As shown in fig. 2, the embodiment further provides a fast retrieval system, which includes a processing quantization module 1, a space construction module 2, a plane construction module 3, a calling module 4, an index construction module 5, a preprocessing module 6, a calculation module 7, and a retrieval module 8.

The processing quantization module 1 is used for preprocessing massive user question texts to be retrieved, and performing text quantization representation on the preprocessed user question texts by using Word2vec, wherein the preprocessing process comprises Word segmentation and stop Word removal.

The space construction module 2 is configured to construct an n-dimensional space according to a quantization result after text quantization, where n > is 100.

The plane construction module 3 is used for randomly selecting n points in the n-dimensional space, and constructing a segmentation hyperplane of the n-dimensional space and a vertical plane of the segmentation hyperplane based on the n points.

The calling module 4 is used for repeatedly calling the plane construction module until m points are left in the divided region, wherein m is less than or equal to n.

The index building module 5 is used for building a binary tree and building a binary tree index.

The preprocessing module 6 is used for preprocessing the search text by word segmentation, word deactivation and text quantization representation.

The calculation module 7 is used for performing retrieval traversal according to the binary tree structure until the leaf nodes, obtaining similar text data of the retrieved text, calculating the similarity between the retrieved text and each similar text data, and acquiring the similar text data with the highest similarity.

The retrieval module 8 is configured to retrieve in the MySQL database based on the similar text data with the highest similarity, to obtain a final answer of the similar text data with the highest similarity, and the final answer is used as an answer of the retrieval body.

While specific embodiments of the invention have been described above, it will be appreciated by those skilled in the art that these are by way of example only, and that the scope of the invention is defined by the appended claims. Various changes and modifications to these embodiments may be made by those skilled in the art without departing from the spirit and scope of the invention, and these changes and modifications are within the scope of the invention.

Claims

1. A quick retrieval method is characterized by comprising the following steps:

s5, constructing a binary tree and establishing a binary tree index;

2. The quick search method of claim 1, wherein in step S1, the preprocessed user question text is text-quantized using Word2 vec.
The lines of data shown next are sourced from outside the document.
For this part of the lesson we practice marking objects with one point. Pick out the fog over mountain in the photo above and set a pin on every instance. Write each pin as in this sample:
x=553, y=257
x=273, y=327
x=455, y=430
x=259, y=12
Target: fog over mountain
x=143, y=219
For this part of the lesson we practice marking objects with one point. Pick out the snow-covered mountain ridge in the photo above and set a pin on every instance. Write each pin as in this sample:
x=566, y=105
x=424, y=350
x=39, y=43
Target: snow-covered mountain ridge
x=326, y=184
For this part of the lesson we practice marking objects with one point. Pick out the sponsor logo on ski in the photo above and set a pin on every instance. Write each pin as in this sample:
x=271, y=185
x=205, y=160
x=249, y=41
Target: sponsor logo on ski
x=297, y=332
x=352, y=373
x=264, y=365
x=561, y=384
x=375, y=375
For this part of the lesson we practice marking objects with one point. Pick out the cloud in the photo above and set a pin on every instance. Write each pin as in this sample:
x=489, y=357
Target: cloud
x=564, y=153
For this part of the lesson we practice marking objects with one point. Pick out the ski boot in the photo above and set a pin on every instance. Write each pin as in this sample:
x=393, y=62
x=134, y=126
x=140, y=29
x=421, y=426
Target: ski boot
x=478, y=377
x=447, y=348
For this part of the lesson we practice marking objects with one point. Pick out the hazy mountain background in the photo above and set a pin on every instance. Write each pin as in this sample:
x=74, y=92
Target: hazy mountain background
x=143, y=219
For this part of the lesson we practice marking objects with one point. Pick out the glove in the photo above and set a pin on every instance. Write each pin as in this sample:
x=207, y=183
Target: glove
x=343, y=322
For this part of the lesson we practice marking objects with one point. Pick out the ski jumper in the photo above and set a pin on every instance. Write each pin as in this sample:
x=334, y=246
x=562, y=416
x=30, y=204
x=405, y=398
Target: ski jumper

3. The rapid search method according to claim 1, wherein in step S8, the database is a MySQL database.

4. A quick retrieval system is characterized by comprising a processing quantization module, a space construction module, a plane construction module, a calling module, an index construction module, a preprocessing module, a calculation module and a retrieval module;

5. The quick search system of claim 4 wherein the process quantization module is adapted to perform text quantization on the preprocessed user question text using Word2 vec.

6. The quick retrieval system of claim 4, wherein the database is a MySQL database.